I gave myself a break to have a cigarette. Conchis, in dark blue jumper and shorts, looked sardonically down at me, hand on hips.
“Labor is man’s crowning glory.”
“Not this man’s.”
“I quote Marx.”
I raised my hands. The pickaxe handle had been rough.
“I quote blisters.”
“Never mind. You have earned your passage.”
“Tonight?”
“Tonight.” He remained staring down at me, as if I amused him; as clowns amuse philosophers; but also a little as if he felt kinder towards me.
“Your telegram was opened when it arrived. I read it. This is… ?”
I nodded curtly. “I shan’t go.”
“Of course you will go.”
“I don’t want to meet her any more. It was only loneliness before.”
He stared down at me. I was sitting against a pine trunk.
“I shall be away next weekend. We shall all be away. Otherwise I should have been very happy to invite you both.”
In spite of being warned, I felt a shock of disappointment, which I tried to hide.
“It doesn’t matter.”
“But if all goes well, we shall be here the week after.”
“In need of a seeker?”
“In need of a seeker.”
He contemplated me; reverted tacitly to Alison.
“A woman is like a keel.”
“There are keels and keels.”
“What you told me of her sounded very admirable. Very much what you should have. What you need.”
I saw that I had been neatly trapped into not asking him why in that case he had set Lily as bait for me. It could always be dismissed as persecution mania.
“It’s really my business, Mr. Conchis. My decision.”

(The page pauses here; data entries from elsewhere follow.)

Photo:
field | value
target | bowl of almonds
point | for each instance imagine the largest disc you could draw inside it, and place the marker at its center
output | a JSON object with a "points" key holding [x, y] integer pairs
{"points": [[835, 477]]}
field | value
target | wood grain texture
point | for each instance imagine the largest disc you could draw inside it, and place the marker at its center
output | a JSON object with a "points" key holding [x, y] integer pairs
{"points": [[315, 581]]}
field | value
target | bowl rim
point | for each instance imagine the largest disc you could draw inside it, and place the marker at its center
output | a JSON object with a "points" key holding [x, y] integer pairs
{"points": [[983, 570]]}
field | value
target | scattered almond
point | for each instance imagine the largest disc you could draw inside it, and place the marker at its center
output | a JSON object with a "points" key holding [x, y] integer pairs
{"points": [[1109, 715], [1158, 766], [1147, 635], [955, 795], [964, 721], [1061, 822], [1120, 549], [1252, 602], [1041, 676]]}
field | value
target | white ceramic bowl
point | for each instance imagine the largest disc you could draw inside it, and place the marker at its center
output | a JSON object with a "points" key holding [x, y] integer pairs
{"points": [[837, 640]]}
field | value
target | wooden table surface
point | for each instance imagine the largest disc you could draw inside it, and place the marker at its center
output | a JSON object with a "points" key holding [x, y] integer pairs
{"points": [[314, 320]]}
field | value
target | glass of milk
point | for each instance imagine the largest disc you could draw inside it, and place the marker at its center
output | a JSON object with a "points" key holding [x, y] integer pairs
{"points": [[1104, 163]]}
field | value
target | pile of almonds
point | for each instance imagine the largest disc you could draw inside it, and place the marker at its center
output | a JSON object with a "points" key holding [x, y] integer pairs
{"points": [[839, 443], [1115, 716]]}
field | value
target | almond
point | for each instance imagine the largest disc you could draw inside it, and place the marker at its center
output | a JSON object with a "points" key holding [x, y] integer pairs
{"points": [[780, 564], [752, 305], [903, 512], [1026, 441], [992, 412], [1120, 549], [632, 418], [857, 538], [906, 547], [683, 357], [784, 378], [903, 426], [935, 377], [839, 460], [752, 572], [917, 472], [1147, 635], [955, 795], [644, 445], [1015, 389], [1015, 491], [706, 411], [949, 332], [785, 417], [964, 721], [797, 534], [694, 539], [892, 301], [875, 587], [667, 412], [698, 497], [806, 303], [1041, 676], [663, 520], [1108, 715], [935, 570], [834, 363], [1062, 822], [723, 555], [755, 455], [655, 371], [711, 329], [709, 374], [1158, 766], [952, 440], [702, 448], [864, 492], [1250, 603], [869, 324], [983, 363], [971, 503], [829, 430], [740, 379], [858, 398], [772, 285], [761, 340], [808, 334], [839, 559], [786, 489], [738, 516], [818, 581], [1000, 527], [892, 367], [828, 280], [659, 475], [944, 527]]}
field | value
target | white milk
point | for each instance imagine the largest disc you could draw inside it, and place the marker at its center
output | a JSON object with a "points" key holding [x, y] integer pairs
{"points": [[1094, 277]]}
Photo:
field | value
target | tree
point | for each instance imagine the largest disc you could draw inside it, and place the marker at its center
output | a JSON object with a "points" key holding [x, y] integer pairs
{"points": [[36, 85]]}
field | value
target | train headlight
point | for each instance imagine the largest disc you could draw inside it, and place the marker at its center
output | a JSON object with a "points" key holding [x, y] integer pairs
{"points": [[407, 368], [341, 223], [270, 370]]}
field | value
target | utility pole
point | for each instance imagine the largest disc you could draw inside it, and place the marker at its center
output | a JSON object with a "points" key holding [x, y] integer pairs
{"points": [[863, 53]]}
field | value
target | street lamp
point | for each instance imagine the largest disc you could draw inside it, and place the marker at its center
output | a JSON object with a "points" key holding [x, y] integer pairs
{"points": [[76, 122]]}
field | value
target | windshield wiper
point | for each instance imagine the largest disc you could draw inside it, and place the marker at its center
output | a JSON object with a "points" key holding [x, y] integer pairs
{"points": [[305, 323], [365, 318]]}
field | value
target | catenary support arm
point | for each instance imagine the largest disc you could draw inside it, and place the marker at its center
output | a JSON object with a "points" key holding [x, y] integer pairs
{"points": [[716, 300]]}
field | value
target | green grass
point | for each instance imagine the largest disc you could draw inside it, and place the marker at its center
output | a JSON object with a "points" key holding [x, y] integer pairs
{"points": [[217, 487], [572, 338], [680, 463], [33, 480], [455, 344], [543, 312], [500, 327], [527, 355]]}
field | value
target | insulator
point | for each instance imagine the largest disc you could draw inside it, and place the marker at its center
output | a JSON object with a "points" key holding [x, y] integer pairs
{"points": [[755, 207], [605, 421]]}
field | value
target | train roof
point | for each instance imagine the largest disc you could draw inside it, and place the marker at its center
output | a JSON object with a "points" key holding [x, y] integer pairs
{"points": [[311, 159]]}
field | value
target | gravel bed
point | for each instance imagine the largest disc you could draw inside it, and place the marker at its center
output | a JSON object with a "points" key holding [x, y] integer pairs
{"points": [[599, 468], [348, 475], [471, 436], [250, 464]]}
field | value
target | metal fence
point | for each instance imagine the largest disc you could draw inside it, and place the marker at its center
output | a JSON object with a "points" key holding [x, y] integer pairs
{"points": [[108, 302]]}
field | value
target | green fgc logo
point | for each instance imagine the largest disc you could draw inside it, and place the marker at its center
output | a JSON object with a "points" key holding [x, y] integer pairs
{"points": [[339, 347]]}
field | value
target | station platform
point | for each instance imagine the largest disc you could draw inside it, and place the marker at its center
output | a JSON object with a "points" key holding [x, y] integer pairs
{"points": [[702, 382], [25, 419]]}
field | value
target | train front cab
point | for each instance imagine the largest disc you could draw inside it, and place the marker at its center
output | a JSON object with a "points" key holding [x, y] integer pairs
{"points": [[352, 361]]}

“Of course. You are quite right. Please.” He went briskly away to get some more water, and when he came back I had set to again, expending on the job my sullen annoyance at not being invited. Half an hour later the wall was back to something like its proper shape. I carried the tools to a shed beside the cottage and we went back round the front of the house. Conchis said he was going down to check that the boat was securely moored; I would no doubt want to wash.